We didn’t know that school districts have the power to ignore medical decisions made by doctors for medically complex children. We found out when we switched districts, assuming our son’s complex care would follow him the way it always had. It hadn’t been an issue before. His home care nurses went to school with him, and his needs were consistently supported. Our new district was one of the strongest and best resourced in the area. So what could go wrong?
Requirements
School districts in the U.S. have legal obligations to support student health needs during the school day. It’s how those obligations are implemented, and what it means to support those needs that’s not standard. Districts have significant autonomy in how they implement these rules, and the guidelines allow for more interpretation than most people realize.
If a student requires health services to access education under an Individualized Education Program (IEP) or 504 plan, the district must provide those services. And schools must consider medical documentation and physician orders, but they are not required to implement every doctor recommendation or order as written when determining what services are required for educational access.
Gray areas
In our previous districts, Declan’s home care nurses went to school with him. When we had open shifts, I went instead. Those districts signed agreements with Declan’s home care agency and paid the agency for nursing services delivered during school hours. The agency fulfilled the district’s obligation to provide required medical care. The arrangement reduced training burden, maintained continuity, and helped manage liability.
Nursing care at school had never been a fight before we moved districts. I had heard some districts wouldn’t allow outside nurses into schools, but I didn’t think that happened in our state. Our new district’s position was that Declan could not bring his home care nurse to school. They stated the district would provide required support internally. And that, in their determination, Declan did not require one-to-one nursing coverage, even though multiple physicians documented that need.
Here’s where interpretation comes into play. Schools must consider physician documentation, but districts ultimately determine what services are required for educational access. That standard is not the same thing as a physician’s clinical standard of medical necessity. Medical necessity is evaluated differently across systems: by doctors for treatment, by insurers for coverage, and by schools for educational access. Those standards do not always align. In practice, these decisions often come down to how districts balance staffing realities, cost, and perceived liability risk, even though cost alone cannot legally justify denying a required service.
The cost reality
Specialized pediatric nurses, especially trach/vent-trained, can cost $100+ per hour. A district staffing model that assigns a shared nurse plus a trained aide costs far less. Districts may believe this type of model satisfies minimum requirements, while families living the medical reality may view the risk very differently.

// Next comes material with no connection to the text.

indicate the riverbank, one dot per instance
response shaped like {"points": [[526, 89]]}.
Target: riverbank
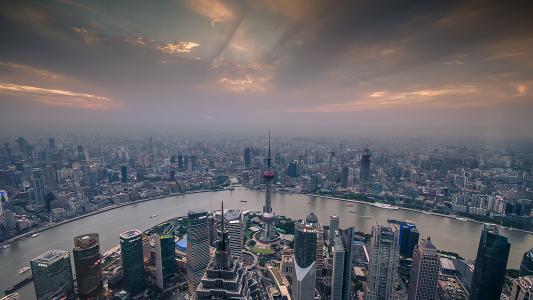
{"points": [[452, 216], [98, 211]]}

Continuity of care problems
What happens when a medically fragile child looks stable most of the time, until they aren’t? That was the case with my son. He could appear stable for months, then suddenly have a seizure or an airway blockage and be in a life-or-death situation. The school saw only the good, read some paperwork, and felt like they could “handle it.”
Continuity matters more than people realize. A nurse who is only present during school hours and is not connected through the home care agency does not see the early cold symptoms that started the evening before. They don’t see the blood-tinged secretions from the trach. They don’t know about the medication timing adjustment, the subtle skin breakdown under a feeding tube pad, or the shift in respiratory pattern that hasn’t yet become obvious.
People unfamiliar with complex care often say, “Just tell them.” But anyone who has coordinated multi-provider medical care knows communication gaps are a constant issue.
The family cost
I understand budget constraints. But what systems miss is how staffing structures can make family life impossible. School hours average about 20 hours per week, but fluctuate wildly. Some weeks are 30 hours, others zero.
It is nearly impossible to recruit and retain nurses for only the “outside school hours,” evenings, nights, weekends, holidays, summers. Splitting employment between school and agency sounds logical, but part-time roles often eliminate benefits eligibility, making the positions unattractive or unsustainable.
The result is that families end up losing the very nurses they rely so heavily on.
What we tried and what worked
We pursued every formal channel we could find. We filed complaints with federal and state education authorities. We contacted the ombudsman. We engaged a PACER advocate. We gathered multiple letters of medical necessity from specialists. We contacted district leadership. We proposed cost-sharing and creative staffing structures. We explored whether waiver funding could cover school-hour nursing.
Nothing worked. The district refused to budge.
I was preparing to hire an attorney and pursue legal action when we found an unexpected workaround: Our nursing agency billed our health insurance for Declan’s nursing hours at school, removing the district from the financial equation. Cost cannot legally be cited as the reason to deny a required service, so districts don’t admit to that being the driver. But it was pretty obvious when they got on board as soon as the cost disappeared.
We held off fully abandoning legal action until we confirmed insurance would actually pay. They easily could have denied coverage and argued that school-hour care was the district’s responsibility. We were fortunate. Insurance paid. But we lived with constant uncertainty that coverage could be reversed and that Declan’s ability to attend school could disappear overnight while we fought for funding.
While many districts work hard to collaborate with and support families like mine, the variability between districts’ interpretation of the legal requirements leaves families in a place of uncertainty. Education, medical, insurance, and waiver systems aren’t designed to coordinate, and when they don’t work together, families can be left without vital support.
Ashley Youngdale is a patient advocate.